Kinderbekkenfysiotherapie

Digna Pagé,  geregistreerd kinderfysiotherapeut en kinderbekkenfysiotherapeut.

 

Zindelijk worden gaat meestal vanzelf. De meeste kinderen worden zindelijk tussen twee en vier jaar. Om zindelijk te worden moeten kinderen dit echter wel kunnen, willen en begrijpen. Ze moeten kunnen voelen of ze een plas of poep moeten doen en begrijpen waarvoor een toilet of potje dient. In principe wordt een kind (meestal) eerst zindelijk voor ontlasting en daarna voor het plassen. Soms lukt het niet zo goed en hebben kinderen ouder dan vijf jaar nog regelmatig een ”ongelukje”. Ook een buikoperatie, een aangeboren afwijking of een traumatische ervaring kunnen problemen opleveren bij het plassen en poepen. 
Kinderbekkenfysiotherapie is een specialisatie binnen de fysiotherapie waarbij een kinderfysiotherapeut of bekken fysiotherapeut zich heeft gespecialiseerd in de behandeling van kinderen met plas- en/of poepproblemen. De kinderbekkenfysiotherapeut gaat samen met u en uw kind onderzoeken of dit probleem opgelost kan worden.

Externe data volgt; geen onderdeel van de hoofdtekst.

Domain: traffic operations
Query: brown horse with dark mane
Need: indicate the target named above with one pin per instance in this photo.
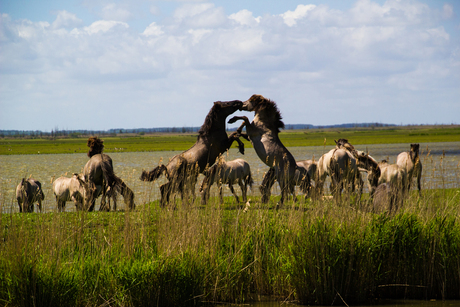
(99, 177)
(183, 169)
(263, 133)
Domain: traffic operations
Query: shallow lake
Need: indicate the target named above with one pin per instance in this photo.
(441, 169)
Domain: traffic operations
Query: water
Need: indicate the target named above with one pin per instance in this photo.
(441, 169)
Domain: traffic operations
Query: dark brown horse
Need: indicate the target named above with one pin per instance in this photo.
(183, 169)
(410, 161)
(99, 177)
(28, 192)
(263, 134)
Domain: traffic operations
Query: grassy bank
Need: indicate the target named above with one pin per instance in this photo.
(309, 253)
(290, 138)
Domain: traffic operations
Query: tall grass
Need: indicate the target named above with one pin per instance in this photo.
(310, 253)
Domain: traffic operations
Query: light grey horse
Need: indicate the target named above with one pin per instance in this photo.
(100, 178)
(28, 192)
(235, 171)
(263, 133)
(410, 161)
(342, 167)
(69, 189)
(390, 186)
(183, 169)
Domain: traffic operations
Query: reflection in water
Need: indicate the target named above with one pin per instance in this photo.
(441, 169)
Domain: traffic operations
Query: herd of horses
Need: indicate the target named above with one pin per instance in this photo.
(388, 183)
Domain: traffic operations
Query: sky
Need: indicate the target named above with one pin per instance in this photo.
(106, 64)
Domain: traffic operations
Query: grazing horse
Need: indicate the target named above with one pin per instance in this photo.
(395, 177)
(28, 192)
(100, 177)
(305, 172)
(410, 161)
(235, 171)
(342, 167)
(263, 133)
(69, 189)
(183, 169)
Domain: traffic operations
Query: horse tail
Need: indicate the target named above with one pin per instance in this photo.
(108, 174)
(249, 180)
(127, 193)
(153, 174)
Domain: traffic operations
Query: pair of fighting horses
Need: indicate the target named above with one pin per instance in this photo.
(183, 169)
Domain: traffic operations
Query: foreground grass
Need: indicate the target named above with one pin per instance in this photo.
(312, 253)
(290, 138)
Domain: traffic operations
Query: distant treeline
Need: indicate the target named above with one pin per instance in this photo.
(78, 133)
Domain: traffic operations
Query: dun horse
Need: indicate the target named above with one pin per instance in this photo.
(263, 133)
(235, 171)
(342, 167)
(183, 169)
(100, 177)
(410, 161)
(28, 192)
(69, 189)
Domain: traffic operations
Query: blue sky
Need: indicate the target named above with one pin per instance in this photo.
(145, 63)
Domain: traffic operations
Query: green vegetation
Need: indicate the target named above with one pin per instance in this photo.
(310, 253)
(290, 138)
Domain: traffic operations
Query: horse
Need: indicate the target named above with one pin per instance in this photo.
(395, 178)
(235, 171)
(410, 161)
(342, 167)
(69, 189)
(28, 192)
(182, 170)
(99, 177)
(263, 133)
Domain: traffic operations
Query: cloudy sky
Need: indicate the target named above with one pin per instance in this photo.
(101, 64)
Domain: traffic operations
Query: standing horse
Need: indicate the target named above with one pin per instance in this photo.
(183, 169)
(342, 167)
(263, 133)
(410, 161)
(29, 191)
(69, 189)
(395, 178)
(100, 178)
(235, 171)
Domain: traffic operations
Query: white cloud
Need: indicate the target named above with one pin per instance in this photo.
(314, 56)
(245, 17)
(112, 11)
(104, 26)
(65, 19)
(291, 17)
(153, 30)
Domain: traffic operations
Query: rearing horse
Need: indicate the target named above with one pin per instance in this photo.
(183, 169)
(263, 134)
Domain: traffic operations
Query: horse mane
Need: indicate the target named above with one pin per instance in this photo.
(210, 118)
(95, 145)
(269, 106)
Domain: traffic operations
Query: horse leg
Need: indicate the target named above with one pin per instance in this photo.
(244, 188)
(165, 190)
(230, 185)
(221, 196)
(267, 182)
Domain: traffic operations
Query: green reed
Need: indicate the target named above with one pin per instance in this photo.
(308, 252)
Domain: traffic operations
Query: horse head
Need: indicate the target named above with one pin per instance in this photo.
(414, 151)
(218, 113)
(266, 110)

Welke problemen kunnen er zijn?

– Plasongelukjes overdag
– Bedplassen
– Erg vaak moeten plassen
– Blaasontstekingen
– Poepongelukjes overdag
– Angst om te plassen of te poepen
– Obstipatie (verstopping)
– Diarree
– Buikpijn, verminderde eetlust,  lusteloosheid

Intake en onderzoek

Vooraf of tijdens de eerste intake krijgt u vragenlijsten over de eet-, drink-, poep- en plasgewoonten van uw kind. Hieruit kan de kinderbekkenfysiotherapeut al veel informatie halen over de problemen van uw kind. Voor de intake en het onderzoek worden meestal 2-3 afspraken gemaakt.

De eerste keer dat u samen met uw kind bij de therapeut komt, vindt er een kennismakingsgesprek plaats. De therapeut zal de hulpvraag van uw kind in kaart brengen en u en uw kind ter aanvulling op de vragenlijsten vragen stellen over eten, drinken, poepen, plassen en bewegen.

Er wordt een lichamelijk onderzoek gedaan, waarbij gekeken wordt naar de motoriek van uw kind. De therapeut kijkt zo hoe uw kind zich beweegt om te kunnen inschatten of uw kind zijn/haar bekkenbodemspieren goed kan aan- en ontspannen. 

Bij de 2de afspraak zal de kinderbekken- fysiotherapeut ook een onderzoek doen naar de bekkenbodemspieren. Deze spieren zijn erg belangrijk bij het plassen en poepen. Ze moeten kunnen aanspannen bij het ophouden van de ontlasting en kunnen ontspannen bij het gaan plassen en poepen. Als het goed is zijn deze spieren ontspannen. Kinderen met plas- en poepproblemen spannen de bekkenbodemspieren meestal te hard aan en moeten leren deze spieren te ontspannen. 

Na het onderzoek gaat de therapeut beoordelen of zij uw kind kan behandelen en wordt er samen met u en uw kind een behandelplan opgesteld.

Ook wordt met u besproken of het nodig is om een andere deskundige, zoals een huisarts of specialist in te schakelen. Soms kan dat zinvol zijn.

Behandeling
Kinderbekkenfysiotherapie bij kinderen met plas- en poepproblemen kan bestaan uit:

  • Uitleg aan u over de klachten: Wat is er aan de hand en hoe is het ontstaan?
  • Uitleg aan uw kind over plassen en poepen en wat zijn/ haar probleem is.  
     De therapeut maakt hierbij gebruik van kindvriendelijke plaatjes en boeken.
  • Het invullen van een plas-en of poepdagboek.
  • Uitleg aan u en uw kind over het juiste toiletgedrag en de juiste toilethouding.
  • Adviezen over eten, drinken en bewegen.
  • Oefeningen om de bekkenbodemspieren te leren aanspannen en ontspannen.
  • Oefeningen om op de juiste manier te leren plassen en poepen.
  • Ademhalings- en ontspanningsoefeningen.

Thuis
Het is belangrijk om thuis met uw kind de oefeningen te doen die u samen bij de therapeut geleerd heeft. Het vraagt een goede motivatie en doorzettingsvermogen van het kind, maar ook de medewerking van u als ouder.

Hoe lang het traject van behandeling duurt, is afhankelijk van de aard en de ernst van de klacht en hoe lang de klacht al bestaat.

Van de therapeut krijgt u (voorlees) boekjes, materialen en tips mee om het oefenen zo leuk mogelijk te maken voor uw kind.